The last 18 months have been a glorious window of time for Tahitian Kauli Vaast. The goofy-footer has packed some of the most gigantic and gorgeous caverns ever seen at Teahupoo, qualified for the 2022 Challenger Series and more recently has claimed the local trials for the upcoming 2022 Tahiti Pro.
We caught up gath-donning madman on the eve of the event to talk about the recent drop of his short and sharp clip, Season; his goals for the remainder of 2022 and what equipment he trusts to slingshot him through some of the most ghastly pits known to man.
Your new clip is called Season. Tell us, how did you prepare for the clip and how did this year at Teahupoo compare to previous years?
This is a short clip I put together just as every time I came home from competing, I got swell. So I wanted to put all my best waves together from those swells. It was really perfect timing. I’d come home for four days and luckily, I would get four days of the best swell. It was just insane.
Could you believe your luck that every time you came home you got waves?
Not really. And every swell was different. Two years ago and last year, we got lot of swells but I missed a lot of swells too. I feel like I got lucky this year. I just missed the second Code Red swell this year, but that might have been a good thing (laughs).
You copped one of the biggest wipeouts at Chopes in recent memory. How do you prepare for a swell like that because most people would have been terrified, but you seem to have emerged stronger?
I think first of all I’m a competitor, so I’m travelling and competing all around the world. But I love the feeling of big waves, especially when I’m home. When I come back from travelling and there’s swell, I just get so excited to get big waves; especially paddling when I can, but then when it’s massive you obviously need to tow. It’s exciting each time. I spend a lot of time training, not only for big swells but also just to compete. I train my breath by spearfishing quite a lot when it’s flat as well.
You travel quite a lot, but is it nice to see people from all around the world head to your home break?
The last two years have been complicated to travel with COVID, but we had insane swells with just locals out there. It really allowed the level to lift for the locals and it’s super exciting to see. They’ve really stepped up a lot. This year, Tahiti has opened a bit more and some our Hawaiian brothers and some Australian guys have come and it’s been a good vibe to have them in the water with us. Our Tahitian culture is all about sharing and all locals want to see visitors get the wave of their lives.
Talk to us about your wildcard into the Tahiti Pro.
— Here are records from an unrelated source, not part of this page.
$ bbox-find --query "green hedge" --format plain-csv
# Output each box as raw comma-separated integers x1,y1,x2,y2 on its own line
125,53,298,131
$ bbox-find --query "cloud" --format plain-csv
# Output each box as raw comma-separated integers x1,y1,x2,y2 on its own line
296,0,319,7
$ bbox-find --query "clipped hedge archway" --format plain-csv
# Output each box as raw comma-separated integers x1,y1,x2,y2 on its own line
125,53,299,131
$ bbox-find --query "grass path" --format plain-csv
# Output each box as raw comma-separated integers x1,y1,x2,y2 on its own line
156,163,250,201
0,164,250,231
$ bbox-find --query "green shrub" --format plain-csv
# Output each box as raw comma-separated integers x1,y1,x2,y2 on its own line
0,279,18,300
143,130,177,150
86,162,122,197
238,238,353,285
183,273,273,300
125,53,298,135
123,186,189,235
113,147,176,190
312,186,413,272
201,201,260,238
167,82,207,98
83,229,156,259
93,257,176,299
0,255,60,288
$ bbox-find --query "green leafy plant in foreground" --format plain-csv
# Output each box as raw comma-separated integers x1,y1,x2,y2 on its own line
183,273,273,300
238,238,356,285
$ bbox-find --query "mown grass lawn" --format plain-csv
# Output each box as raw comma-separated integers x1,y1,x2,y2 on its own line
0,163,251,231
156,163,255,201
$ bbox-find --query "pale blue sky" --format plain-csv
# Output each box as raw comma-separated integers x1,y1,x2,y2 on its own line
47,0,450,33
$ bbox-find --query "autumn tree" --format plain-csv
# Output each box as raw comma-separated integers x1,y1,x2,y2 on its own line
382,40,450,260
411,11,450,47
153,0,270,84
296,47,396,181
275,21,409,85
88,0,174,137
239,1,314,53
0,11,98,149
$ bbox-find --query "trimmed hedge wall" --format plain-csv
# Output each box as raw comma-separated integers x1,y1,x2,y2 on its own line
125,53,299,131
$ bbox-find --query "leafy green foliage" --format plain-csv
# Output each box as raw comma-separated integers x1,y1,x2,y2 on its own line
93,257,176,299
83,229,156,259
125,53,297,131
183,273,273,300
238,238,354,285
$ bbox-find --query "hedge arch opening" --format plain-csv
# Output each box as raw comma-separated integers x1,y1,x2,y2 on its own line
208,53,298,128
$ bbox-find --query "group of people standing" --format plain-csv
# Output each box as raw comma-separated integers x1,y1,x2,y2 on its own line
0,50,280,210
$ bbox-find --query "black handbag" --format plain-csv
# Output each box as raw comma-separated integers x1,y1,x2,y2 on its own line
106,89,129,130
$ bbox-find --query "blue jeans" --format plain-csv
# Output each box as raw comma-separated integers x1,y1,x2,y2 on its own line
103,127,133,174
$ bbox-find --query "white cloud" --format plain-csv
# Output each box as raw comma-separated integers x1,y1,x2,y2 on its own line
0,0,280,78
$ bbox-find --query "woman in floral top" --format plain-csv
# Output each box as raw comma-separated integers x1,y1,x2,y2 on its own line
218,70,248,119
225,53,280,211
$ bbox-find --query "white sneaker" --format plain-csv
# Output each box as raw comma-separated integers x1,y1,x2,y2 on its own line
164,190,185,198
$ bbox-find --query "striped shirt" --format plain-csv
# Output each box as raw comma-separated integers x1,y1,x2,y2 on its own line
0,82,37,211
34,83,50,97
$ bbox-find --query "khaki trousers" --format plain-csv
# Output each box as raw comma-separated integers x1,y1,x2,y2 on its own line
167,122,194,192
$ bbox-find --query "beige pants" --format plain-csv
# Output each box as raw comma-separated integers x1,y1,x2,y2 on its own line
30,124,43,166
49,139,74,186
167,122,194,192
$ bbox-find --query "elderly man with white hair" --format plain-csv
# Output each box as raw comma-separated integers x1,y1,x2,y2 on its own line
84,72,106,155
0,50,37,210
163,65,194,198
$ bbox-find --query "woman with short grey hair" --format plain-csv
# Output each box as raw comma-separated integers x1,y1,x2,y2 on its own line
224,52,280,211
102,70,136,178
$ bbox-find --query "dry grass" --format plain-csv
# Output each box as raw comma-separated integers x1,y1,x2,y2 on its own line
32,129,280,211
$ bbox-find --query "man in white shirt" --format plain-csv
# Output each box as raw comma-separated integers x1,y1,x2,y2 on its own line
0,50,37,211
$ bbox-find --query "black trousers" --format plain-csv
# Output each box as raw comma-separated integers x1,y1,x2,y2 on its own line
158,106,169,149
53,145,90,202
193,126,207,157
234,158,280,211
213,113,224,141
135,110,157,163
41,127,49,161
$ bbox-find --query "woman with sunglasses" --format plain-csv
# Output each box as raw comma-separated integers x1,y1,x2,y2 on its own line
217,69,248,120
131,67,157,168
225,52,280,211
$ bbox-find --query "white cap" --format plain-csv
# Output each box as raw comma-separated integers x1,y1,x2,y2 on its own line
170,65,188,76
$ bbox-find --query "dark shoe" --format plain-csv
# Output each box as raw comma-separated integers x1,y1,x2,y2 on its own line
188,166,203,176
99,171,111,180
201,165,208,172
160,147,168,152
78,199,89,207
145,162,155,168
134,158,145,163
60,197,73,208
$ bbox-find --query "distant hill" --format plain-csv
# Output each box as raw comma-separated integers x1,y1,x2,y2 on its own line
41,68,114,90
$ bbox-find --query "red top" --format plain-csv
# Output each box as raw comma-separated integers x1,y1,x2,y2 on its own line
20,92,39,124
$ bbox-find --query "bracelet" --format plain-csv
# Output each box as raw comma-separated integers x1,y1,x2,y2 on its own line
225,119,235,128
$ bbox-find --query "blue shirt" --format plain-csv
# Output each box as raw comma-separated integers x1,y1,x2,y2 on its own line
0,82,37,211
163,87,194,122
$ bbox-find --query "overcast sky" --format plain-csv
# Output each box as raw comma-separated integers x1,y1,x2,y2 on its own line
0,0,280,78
Is it a bit of a dream-come-true for someone like yourself who loves competing, but also have it at your home break?
The last time I won the trials I was 17 years old, then the last two years it stopped because of COVID. Last year, it looked like myself, Mihimana (Braye) and Matahi (Drollet) all got wildcards into the event, but the comp got cancelled. It was all of our dream to compete last year, but it didn’t work out unfortunately. This year was pretty hard because the trials were all Tahitian and just the winner would get into the CT event. Thankfully I won and I get the chance to surf in the event in the coming days.
How competitive are all the Tahitians when you have heats together?
We’re all friends, but when the competition is on when all want to win; even if you’re up against your brother. In the trials, there’s no repecharge and there’s one spot into the event, so it’s hard to make main competition, but it is what it is.
Talk to us a bit about the equipment you've been using for the Trials and throughout the swells you scored in Season?
At Teahupoo, I’ve been using the Al Merrick Fin and the Jeremy Flores fin. They’ve been my favourites for a few years now. I stick to the thruster set-up and I find both sets are the best in the barrel, even when it’s small. For the leash I ride the Helix as it’s so strong and super light. It’s actually kinda scary sometimes as you can forget you’re wearing a leash, especially in a big wipeout. I ate it on a big one recently and I remember thinking, ‘Oh no, I’ve snapped my leash,’ but it turns out it was still there.
We spoke to Nate Florence early this year and he said he’d snapped heaps of boards at Pipe but hadn’t snapped a legrope yet. Has it been the same at Teahupoo this season?
Oh, defintely.
Talk to us about the CT. What are your goals and what milestone do you really want to reach?
My main goal is to be one of the best surfers in the world and not have to do the trials anymore. I really want to win and I will do my best to do so.
Have you surfed much with the guys in your first heat (Barron Mamiya and Ethan Ewing)?
Nope, never. Just in freesurfs, never in contests. I just want to surf and enjoy the moment at my home spot. It doesn’t really matter who I have in my heat.